Take random noise, for example, where the voltage from one time point has no bearing on another. In this scenario, there would be no attractors, and eventually as the number of time points increases, the entirety of the phase space will eventually be covered. Just imagine drawing connected lines on a piece of paper – after doing this long enough, the entire paper will be covered. If, on the other hand, there is an attractor, then only a subset of the phase space will be covered and the set of points plotted will have fractional dimension (or dimension less than two, at any rate – it could be possible that the points fall on the x=y line, and then the dimension would be equal to 1). Then the box-counting or capacity dimension of these points could be calculated to determine the extent of the attractor.
Another type of dimension, termed the correlation dimension, can be calculated as described by Roschke and Baser, in “The EEG is Not a Simple Noise”. Because experimental data is being used as opposed to specific mathematical formulae, it is necessarily impossible to take the limit as required in the standard box-counting dimension, and this would thus give a crude approximation. The correlation dimension gets around this problem by looking at the probability that two points will be separated by distance R given the data in question, and taking the limit as R decreases. I was unable to get any good pictures off the Internet of phase-space represented EEG’s, and hence was unable to analyze them using my box-counting approximator.
But what do attractors in the mind represent? It has been determined that as information travels to deeper levels of the brain that the dimension of the EEG decreases. (Roschke & Baser, 1988) Neurological signals from the acoustical cortex which is responsible for processing the direct input of sounds coming into the brain, has a higher correlation dimension (mean value 5.06) than the hippocampus (mean value 4.58) which is thought to be used in higher functioning such as the determination of spatial location (i.e. trying to navigate using a map). These attractors were shown to be statistically relevant in multiple studies. This could imply a compression or reduction of the information used to store the original input: since a fewer number of states are possible because of the lower dimensional attractor at the higher-level processing centres, information must be being reduced as it is being processed.
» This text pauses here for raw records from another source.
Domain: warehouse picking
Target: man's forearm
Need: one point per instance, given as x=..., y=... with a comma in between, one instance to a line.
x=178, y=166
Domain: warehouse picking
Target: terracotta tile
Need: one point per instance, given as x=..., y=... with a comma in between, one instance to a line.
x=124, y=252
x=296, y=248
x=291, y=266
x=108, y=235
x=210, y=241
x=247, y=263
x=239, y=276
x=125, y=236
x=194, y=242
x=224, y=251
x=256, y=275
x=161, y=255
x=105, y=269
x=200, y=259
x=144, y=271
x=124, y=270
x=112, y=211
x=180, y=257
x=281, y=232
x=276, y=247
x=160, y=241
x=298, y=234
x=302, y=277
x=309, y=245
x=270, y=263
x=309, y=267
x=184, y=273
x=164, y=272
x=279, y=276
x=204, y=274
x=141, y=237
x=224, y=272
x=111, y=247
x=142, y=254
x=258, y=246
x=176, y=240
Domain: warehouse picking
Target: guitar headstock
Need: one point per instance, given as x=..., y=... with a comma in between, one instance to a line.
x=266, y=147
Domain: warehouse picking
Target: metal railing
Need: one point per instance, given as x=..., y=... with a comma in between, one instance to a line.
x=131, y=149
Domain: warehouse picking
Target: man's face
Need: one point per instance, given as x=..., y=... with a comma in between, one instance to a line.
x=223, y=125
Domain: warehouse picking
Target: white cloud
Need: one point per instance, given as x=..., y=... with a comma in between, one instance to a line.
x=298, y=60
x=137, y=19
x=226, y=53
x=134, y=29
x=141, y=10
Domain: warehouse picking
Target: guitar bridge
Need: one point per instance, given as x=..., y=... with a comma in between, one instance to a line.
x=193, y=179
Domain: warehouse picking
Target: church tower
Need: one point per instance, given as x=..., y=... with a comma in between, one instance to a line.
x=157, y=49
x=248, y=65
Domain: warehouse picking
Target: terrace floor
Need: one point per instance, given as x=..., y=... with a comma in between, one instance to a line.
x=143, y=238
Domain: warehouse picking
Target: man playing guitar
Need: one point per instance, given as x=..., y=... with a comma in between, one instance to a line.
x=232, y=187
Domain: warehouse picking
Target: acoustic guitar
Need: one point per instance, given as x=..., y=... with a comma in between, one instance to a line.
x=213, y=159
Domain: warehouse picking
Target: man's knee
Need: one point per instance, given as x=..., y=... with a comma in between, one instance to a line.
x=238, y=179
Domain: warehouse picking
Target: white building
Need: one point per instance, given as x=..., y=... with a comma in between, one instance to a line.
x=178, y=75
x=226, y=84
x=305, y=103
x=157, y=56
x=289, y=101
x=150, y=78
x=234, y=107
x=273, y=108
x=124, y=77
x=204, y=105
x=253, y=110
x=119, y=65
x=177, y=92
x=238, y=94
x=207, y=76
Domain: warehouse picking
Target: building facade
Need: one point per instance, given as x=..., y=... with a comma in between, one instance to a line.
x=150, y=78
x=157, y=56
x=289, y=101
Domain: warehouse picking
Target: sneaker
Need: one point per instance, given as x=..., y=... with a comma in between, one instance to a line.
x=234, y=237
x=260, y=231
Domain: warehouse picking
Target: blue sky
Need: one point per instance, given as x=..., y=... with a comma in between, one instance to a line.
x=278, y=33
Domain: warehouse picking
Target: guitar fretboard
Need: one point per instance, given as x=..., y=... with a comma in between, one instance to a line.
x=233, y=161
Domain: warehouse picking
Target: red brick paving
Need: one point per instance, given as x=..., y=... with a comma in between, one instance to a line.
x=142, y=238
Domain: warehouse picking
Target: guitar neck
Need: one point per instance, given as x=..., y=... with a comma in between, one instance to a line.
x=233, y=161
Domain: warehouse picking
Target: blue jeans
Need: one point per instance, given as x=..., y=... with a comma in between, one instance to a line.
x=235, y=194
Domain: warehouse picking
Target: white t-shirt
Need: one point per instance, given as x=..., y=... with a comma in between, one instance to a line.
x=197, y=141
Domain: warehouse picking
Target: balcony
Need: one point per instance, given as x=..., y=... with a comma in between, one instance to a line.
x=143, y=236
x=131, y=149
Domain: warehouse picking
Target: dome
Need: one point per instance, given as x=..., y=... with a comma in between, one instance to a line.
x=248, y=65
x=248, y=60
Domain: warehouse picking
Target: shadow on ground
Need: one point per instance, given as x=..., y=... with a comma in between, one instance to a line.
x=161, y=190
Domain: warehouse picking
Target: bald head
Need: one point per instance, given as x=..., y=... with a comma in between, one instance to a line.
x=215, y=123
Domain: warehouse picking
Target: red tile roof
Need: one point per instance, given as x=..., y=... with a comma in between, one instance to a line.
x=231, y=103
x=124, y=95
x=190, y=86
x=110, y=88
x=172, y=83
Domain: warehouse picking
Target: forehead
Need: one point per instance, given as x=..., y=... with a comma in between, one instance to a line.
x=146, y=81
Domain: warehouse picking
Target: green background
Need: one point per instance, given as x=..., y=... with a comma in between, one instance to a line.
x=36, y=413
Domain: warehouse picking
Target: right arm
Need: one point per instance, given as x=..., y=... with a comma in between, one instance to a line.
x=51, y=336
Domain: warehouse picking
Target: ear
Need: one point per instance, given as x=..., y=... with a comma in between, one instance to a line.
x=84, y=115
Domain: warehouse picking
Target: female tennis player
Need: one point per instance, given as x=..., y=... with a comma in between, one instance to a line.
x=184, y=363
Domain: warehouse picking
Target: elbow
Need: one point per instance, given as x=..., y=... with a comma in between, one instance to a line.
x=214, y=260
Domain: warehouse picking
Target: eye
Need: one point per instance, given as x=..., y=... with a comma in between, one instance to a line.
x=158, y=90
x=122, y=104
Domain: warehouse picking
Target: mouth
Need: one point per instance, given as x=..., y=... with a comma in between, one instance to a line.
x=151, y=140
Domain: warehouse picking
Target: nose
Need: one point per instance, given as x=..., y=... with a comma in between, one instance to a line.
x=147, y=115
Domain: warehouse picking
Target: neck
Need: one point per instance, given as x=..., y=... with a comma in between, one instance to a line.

A more interesting result of inherent chaotic attractors in the mind is a potentially valid explanation of creativity and sudden insight. The suddenness of insight has been extremely difficult to explain using standard functional approaches (as the majority of cognitive scientists use): no algorithm to date has been able to measure up well on divergent thinking exercises, where entirely new problems must be solved. (Some artificial intelligence systems are able to extrapolate problem solving approaches, but in a very restricted manner.) Yet, thinking of insight in terms of a dynamic systems approach comes very easily. Oftentimes the mind seems to be focussed on a limited set of possible heuristics for problem solving and it seems impossible to get out of that state. In terms of dynamic systems theory, it could be hypothesized that the brain is focussed on a specific attractor. The flash of insight could be a phase shift, where the brain suddenly and unpredictably shifts to another, different, attractor state. This attractor state would represent the possible solution of the problem. This use of dynamic systems theory would also explain findings that show a similar sudden effect, even when the ‘sudden insight’ is incorrect. This would just have the mind traverse to a different attractor state as well, but an incorrect one.
The potential in looking at the mind using Dynamic Systems Theory is enormous. Already it has been found to provide explanations that can not be had using other approaches. As more in depth research is performed in the analysis of EEG’s using fractal and chaos theory concepts, this is bound to provide more explanations in cognition, as it has already in meteorology, physics, and biology.